The Key to Reshaping the Army: A Robust, Operational Army Guard
A recent TIME Magazine article by Mark Thompson, “Reshaping the Army," argues that the United States Army is at a crossroads, struggling to find its role in an uncertain budgetary future. After over a decade of conflict in Afghanistan and Iraq, an Asian “pivot” that focuses primarily on increased naval and air power and a shift towards irregular and hybrid threats, the Army faces an inevitable drawdown in force and a need to reinvent itself. Curiously absent from the article is the role of the Army National Guard and how a strengthened, operationally deployed Army Guard can ensure the Army meets its constitutional mandate for a common defense against conventional and irregular threats.
Repurposing, not bleeding talent
As the Army faces the prospect of drawing down its end strength from 534,000 today to as low as 390,000 by 2023, the Army will have to shed thousands of officers and soldiers, many with irreplaceable combat experience. Any competent commander will tell you that losing soldiers with deployment experience is detrimental to the entire force. Increasing the Army National Guard end strength can serve to capture many of these combat-tested leaders and soldiers, and retain the force’s operational experience.
Ready, relevant and versatile
The Army National Guard has proven itself as a force designed to meet the uncertainties of future conflict. For over twenty years, Army Guardsmen have participated in the State Partnership Program (SPP), cross-training with over 60 nations and forging critical and long-lasting partnerships with allies old and new. The SPP has been so successful that the Active Army has recently mirrored its model by aligning units to train with friendly nations in regional combatant commands.
Army Guardsmen formed the core of Agri-Business Development Teams during Operation Enduring Freedom in Afghanistan, exploiting the expertise of citizen-soldiers with farming backgrounds to advise provincial and district agencies on improving the Afghan agricultural sector.
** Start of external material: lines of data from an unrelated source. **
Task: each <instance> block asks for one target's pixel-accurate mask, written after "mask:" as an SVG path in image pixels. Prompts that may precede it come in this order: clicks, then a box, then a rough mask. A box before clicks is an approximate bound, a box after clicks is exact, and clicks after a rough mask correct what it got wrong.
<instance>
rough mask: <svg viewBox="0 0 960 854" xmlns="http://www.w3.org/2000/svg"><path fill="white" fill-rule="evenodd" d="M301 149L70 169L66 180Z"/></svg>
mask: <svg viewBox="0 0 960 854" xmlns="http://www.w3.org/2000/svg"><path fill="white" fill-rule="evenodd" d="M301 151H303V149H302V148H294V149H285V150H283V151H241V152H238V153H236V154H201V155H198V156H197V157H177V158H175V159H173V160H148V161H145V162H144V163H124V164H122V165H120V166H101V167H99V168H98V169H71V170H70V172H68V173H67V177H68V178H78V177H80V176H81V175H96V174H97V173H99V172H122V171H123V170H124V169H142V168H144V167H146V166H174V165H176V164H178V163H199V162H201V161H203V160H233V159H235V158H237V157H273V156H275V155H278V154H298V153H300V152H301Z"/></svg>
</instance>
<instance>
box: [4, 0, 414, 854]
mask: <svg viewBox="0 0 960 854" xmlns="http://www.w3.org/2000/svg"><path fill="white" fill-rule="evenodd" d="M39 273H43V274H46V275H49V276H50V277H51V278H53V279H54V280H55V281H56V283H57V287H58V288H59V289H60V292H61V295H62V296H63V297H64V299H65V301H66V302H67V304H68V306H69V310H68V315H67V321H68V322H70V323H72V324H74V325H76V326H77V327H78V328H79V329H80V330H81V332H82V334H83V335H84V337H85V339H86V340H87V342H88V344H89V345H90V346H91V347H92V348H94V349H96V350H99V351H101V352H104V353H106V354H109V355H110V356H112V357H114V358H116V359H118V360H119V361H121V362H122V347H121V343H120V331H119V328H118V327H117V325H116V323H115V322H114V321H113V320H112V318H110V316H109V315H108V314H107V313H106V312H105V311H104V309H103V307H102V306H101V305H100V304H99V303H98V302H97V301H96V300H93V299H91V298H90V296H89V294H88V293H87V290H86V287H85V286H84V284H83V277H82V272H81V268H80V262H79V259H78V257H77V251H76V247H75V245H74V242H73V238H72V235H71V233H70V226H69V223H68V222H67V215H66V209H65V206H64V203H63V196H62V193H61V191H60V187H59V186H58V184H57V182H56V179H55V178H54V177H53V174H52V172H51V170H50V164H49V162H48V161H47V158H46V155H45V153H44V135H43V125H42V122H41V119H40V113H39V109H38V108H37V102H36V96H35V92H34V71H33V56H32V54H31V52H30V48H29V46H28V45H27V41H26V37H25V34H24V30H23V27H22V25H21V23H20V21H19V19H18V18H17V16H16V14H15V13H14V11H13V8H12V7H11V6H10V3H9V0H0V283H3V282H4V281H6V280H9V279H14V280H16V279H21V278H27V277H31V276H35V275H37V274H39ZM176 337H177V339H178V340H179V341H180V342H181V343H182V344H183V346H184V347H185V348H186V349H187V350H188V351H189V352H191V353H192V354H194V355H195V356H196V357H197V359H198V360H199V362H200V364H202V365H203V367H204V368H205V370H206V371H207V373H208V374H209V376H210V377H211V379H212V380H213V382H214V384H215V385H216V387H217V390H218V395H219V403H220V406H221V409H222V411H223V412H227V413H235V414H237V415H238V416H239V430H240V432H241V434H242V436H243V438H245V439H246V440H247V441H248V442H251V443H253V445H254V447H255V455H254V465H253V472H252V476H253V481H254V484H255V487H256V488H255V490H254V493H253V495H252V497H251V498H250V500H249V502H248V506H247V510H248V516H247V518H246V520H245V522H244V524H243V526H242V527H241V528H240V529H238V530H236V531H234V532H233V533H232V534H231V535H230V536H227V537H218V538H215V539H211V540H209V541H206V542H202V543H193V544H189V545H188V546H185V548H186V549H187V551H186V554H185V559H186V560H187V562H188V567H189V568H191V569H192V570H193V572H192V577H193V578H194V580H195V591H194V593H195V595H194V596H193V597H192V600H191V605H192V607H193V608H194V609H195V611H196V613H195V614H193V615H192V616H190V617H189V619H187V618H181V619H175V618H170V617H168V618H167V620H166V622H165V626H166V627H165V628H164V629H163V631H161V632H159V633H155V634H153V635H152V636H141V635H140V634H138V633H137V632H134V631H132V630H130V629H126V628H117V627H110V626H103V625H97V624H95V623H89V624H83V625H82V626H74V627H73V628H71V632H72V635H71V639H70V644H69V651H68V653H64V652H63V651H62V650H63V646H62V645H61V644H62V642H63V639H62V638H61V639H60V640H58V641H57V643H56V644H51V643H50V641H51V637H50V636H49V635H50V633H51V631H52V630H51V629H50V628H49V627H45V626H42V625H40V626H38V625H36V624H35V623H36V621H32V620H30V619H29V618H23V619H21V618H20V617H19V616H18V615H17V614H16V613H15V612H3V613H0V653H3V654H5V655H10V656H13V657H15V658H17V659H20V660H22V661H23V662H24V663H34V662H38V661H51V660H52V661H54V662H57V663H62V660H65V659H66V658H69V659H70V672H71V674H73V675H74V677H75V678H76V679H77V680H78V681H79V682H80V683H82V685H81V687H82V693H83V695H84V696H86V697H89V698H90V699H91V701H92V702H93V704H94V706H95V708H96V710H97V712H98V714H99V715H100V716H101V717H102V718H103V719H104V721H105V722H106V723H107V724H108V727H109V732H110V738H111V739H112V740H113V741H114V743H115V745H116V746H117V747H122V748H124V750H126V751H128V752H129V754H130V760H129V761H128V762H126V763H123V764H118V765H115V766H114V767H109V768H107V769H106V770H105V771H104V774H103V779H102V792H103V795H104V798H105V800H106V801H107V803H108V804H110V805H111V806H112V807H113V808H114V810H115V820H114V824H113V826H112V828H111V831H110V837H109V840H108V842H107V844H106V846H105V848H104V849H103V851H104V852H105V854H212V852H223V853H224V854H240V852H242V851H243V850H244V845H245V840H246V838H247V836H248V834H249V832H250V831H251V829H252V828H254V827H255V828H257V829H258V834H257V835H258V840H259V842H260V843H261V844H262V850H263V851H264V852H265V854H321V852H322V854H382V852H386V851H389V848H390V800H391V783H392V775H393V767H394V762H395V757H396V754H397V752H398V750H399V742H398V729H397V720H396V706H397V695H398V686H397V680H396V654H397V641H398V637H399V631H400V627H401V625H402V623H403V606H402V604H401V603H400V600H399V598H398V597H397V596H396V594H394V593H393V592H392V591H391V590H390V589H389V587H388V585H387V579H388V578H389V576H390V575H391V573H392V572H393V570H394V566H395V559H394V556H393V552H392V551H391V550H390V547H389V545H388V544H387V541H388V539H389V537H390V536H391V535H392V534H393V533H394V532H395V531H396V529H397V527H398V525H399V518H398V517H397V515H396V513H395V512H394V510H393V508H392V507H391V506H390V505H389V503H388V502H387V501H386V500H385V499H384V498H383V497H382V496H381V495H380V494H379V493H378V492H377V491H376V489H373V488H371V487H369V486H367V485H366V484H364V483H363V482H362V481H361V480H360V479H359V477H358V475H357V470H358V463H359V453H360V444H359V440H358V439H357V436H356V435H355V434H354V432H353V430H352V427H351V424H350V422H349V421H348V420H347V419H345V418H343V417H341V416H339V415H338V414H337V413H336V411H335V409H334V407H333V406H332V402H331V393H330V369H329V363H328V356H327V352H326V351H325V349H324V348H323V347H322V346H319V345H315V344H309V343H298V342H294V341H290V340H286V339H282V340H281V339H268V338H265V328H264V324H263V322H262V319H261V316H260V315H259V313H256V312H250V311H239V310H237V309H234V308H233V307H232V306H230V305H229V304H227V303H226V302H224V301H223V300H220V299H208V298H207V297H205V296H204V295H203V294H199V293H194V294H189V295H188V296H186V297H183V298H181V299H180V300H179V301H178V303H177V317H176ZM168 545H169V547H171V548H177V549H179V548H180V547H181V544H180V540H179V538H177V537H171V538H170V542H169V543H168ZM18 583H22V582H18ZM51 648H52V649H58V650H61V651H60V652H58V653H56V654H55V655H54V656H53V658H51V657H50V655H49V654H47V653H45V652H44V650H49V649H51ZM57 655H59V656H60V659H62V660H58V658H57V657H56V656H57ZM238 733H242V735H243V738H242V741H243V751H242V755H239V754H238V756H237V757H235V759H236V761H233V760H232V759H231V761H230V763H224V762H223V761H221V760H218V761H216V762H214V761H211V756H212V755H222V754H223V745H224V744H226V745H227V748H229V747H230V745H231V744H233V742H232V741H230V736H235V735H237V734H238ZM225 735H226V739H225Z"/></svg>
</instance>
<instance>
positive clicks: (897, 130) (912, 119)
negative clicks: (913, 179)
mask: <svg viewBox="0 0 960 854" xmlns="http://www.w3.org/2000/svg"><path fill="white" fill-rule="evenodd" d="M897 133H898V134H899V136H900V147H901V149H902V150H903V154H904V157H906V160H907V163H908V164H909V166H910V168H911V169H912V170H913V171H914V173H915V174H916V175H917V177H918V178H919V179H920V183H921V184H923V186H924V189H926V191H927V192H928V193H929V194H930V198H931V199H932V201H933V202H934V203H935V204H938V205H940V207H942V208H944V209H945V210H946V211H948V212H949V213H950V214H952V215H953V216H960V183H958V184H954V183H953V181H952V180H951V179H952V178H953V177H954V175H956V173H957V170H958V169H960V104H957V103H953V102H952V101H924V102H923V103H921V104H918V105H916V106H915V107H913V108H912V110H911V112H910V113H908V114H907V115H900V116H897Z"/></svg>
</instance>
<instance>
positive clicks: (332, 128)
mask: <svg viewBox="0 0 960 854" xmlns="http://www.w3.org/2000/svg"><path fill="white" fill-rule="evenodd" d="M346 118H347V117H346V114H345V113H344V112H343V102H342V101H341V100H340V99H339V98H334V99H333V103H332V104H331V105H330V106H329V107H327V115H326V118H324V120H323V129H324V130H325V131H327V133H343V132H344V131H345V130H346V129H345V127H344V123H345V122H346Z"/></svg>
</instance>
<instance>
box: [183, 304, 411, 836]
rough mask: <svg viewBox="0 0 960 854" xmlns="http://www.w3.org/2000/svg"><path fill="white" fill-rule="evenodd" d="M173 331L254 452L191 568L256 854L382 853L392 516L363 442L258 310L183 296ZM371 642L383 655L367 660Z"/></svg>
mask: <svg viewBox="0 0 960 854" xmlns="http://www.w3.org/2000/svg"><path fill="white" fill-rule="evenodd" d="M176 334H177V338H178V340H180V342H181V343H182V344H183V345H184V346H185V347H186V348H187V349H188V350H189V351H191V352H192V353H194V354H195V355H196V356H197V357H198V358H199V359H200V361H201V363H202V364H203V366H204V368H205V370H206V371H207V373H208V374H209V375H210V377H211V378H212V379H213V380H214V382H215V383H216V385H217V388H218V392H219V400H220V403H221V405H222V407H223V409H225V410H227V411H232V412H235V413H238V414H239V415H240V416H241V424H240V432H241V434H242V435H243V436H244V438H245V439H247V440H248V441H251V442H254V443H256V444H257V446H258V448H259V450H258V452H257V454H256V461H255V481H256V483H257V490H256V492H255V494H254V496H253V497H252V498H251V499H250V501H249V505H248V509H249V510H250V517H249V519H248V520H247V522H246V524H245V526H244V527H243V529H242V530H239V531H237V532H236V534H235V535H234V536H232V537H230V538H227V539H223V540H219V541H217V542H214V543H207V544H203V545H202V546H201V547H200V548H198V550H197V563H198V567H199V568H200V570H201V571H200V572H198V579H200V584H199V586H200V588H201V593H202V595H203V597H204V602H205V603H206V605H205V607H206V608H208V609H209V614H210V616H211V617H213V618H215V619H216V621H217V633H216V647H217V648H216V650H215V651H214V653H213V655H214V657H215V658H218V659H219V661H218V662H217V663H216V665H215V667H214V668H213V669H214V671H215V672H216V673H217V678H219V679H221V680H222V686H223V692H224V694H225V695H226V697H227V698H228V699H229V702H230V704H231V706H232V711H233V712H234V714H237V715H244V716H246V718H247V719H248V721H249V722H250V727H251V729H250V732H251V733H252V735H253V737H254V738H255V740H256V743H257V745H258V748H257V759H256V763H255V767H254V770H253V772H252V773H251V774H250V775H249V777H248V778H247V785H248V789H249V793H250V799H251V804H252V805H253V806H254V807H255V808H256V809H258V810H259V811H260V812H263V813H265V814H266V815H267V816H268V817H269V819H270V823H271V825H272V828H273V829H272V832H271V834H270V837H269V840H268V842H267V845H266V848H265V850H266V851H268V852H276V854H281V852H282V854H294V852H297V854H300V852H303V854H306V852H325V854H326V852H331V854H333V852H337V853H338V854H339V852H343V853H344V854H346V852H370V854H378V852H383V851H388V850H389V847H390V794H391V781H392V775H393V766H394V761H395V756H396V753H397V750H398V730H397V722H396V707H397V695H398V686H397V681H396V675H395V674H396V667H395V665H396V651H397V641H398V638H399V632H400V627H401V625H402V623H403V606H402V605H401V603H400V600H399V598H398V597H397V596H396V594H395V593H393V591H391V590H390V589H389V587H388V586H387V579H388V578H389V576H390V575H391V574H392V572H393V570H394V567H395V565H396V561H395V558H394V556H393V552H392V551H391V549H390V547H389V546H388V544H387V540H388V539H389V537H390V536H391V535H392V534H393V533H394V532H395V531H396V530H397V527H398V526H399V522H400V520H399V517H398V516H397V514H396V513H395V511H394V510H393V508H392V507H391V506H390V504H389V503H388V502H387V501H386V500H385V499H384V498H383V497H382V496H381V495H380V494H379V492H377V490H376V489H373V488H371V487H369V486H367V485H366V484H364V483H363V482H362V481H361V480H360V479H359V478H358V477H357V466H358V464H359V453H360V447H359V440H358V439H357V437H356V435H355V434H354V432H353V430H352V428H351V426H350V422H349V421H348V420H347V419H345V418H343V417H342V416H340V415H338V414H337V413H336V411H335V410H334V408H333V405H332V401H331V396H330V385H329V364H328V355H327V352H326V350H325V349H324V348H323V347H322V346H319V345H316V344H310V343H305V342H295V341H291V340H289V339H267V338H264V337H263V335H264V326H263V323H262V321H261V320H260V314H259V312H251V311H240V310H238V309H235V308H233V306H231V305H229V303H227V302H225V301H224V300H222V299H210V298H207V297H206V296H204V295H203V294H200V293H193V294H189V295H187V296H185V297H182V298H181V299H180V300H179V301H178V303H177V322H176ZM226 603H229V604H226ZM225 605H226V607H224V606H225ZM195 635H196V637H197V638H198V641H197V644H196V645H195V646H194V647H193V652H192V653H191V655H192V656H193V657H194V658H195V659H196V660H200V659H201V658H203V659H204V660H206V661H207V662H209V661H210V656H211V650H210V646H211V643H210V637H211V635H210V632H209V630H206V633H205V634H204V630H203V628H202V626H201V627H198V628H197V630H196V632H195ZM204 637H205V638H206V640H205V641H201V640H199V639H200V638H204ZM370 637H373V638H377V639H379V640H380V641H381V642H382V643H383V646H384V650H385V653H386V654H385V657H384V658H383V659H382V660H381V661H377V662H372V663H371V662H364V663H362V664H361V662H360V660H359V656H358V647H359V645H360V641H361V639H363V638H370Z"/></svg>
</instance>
Such flexibility and use of civilian expertise can only be delivered by National Guardsmen.
In the growing cyber battlespace, no component is more readily equipped than the National Guard, who can draw on the best and brightest computer network and information technology professionals our nation has to offer, without the burden of building their skills from scratch.
Cost-effective without sacrificing competence
As Thompson points out, the mounting healthcare and pay costs of soldiers and veterans are consuming an increasing share of the Army’s overall budget. Retired Maj. Gen. Arnold Punaro, chairman of the Reserve Forces Policy Board, is concerned that the spiraling personnel costs “will turn the Department of Defense into a benefits company that occasionally kills a terrorist.” Army Guardsmen do not require the same financial investment from the budget, and when not activated cost less than one-third that of their Active Duty counterpart. Increasing the Army Guard allows the Army to retain much of its combat power and its ability to be prepared for conventional and asymmetric threats, all at a fraction of the cost of Active Duty units. It permits the Army to “have its cake and eat it too,” even in a fiscally constrained environment.
The right choice for national security
The days of big budgets for the Army to counter a Soviet-era threat are over, but the Army still needs to be able to respond to a diverse spectrum of threats, from conventional state actors to urban insurgencies. As echoed by George Washington in his “Sentiments on a Peace Establishment,” the United States should maintain a robust, operational national militia “ever ready for Action and zealous to be employed whenever it may become necessary in the service of their Country.” As budgets get leaner and threats to our nation become more diverse, the Army Guard remains the solution for a capable, adaptive and cost-effective fighting force.